Ditambahkan olehnya, pelatihan ini akan mempersiapkan pemimpin untuk selalu mengutamakan transparansi, akuntabilitas, dan kepatuhan terhadap regulasi terkait risiko. Selain itu, ia juga berharap setelah mengikuti pelatihan dan sertifikasi ini, kemampuan para Insan Abipraya dapat berkembang dalam mengelola risiko secara holistik di lingkungan bisnis yang beragam dan cepat berubah. dan dapat meningkatkan kapasitas perusahaan dalam menghadapi tantangan bisnis dan pengambilan keputusan strategis yang berorientasi risiko.
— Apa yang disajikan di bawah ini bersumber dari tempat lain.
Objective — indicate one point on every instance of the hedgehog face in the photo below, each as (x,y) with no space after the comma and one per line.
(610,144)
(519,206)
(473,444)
Hingga saat ini, ia mengungkapkan Brantas Abipraya telah berhasil meningkatkan berbagai kapasitas yang dimilikinya, seperti pengurangan potensi kerugian bisnis; pengambilan keputusan strategis yang lebih baik; kepatuhan terhadap peraturan dan standar; respons krisis yang efektif; peningkatan efisiensi operasional; dan peningkatan kepercayaan pemangku kepentingan.
Tak hanya mempersiapak SDMnya saja, Brantas Abipraya juga memiliki sederet fasilitas Teknologi Informasi (TI) untuk mendukung implementasi GRC-nya. Salah satunya adalah RISMA atau E-RISK yang merupakan aplikasi pelaporan manajemen risiko untuk menunjang proses manajemen risiko perusahaan.

Dengan konsisten memberikan pelayanan rerbaik dan terus update untuk meningkatkan kinerja kerjanta, tak heran jika PT Brantas kerap mendapatkan penghargaan. Yang terbaru, Kamis 18 Januari 2024 , PT Brantas meraih penghargaan bergengsi di bisang Risk Manegement yang diadakan oleh media bisnia, Economic Review.
PT Brantas Abipraya mendapatkan pengehargaan Silver Award (Good) dengan predikat The Best Indonesia Enterprises Risk Management Award VI -2024 kategori State Owned Enterpries`s Company. Dalam ajang bergengsi Indonesia Enterprise Risk Management Award‐IV‐2024 yang diadakan oleh media bisnis Economic Review di Hotel Amos Cozy, Jumat 18 Januari 2024 lalu. Sebagai dewan juri dalam ajang ini adalah Dr. Dewi Hanggaraeni, MBA, CA, CACP (Dekan FEB dan FKD Universitas Pertamina, Ketua Umum Perhimpunan Penggiat Tatakelola, Risiko dan Kepatuhan) serta anggotanya Alan Yazid Bbus, MB (Wakil Ketua Perhimpunan Penggiat Tatakelola, Risiko dan Kepatuhan Indonesia).
Perwakilan dari PT Brantas Adipraya saat menerima penghargaan menggatakan bahwa adanya penghragaan ini diharapkan bisa momotivasi perusahaan untuk bisa lebih baik lagi.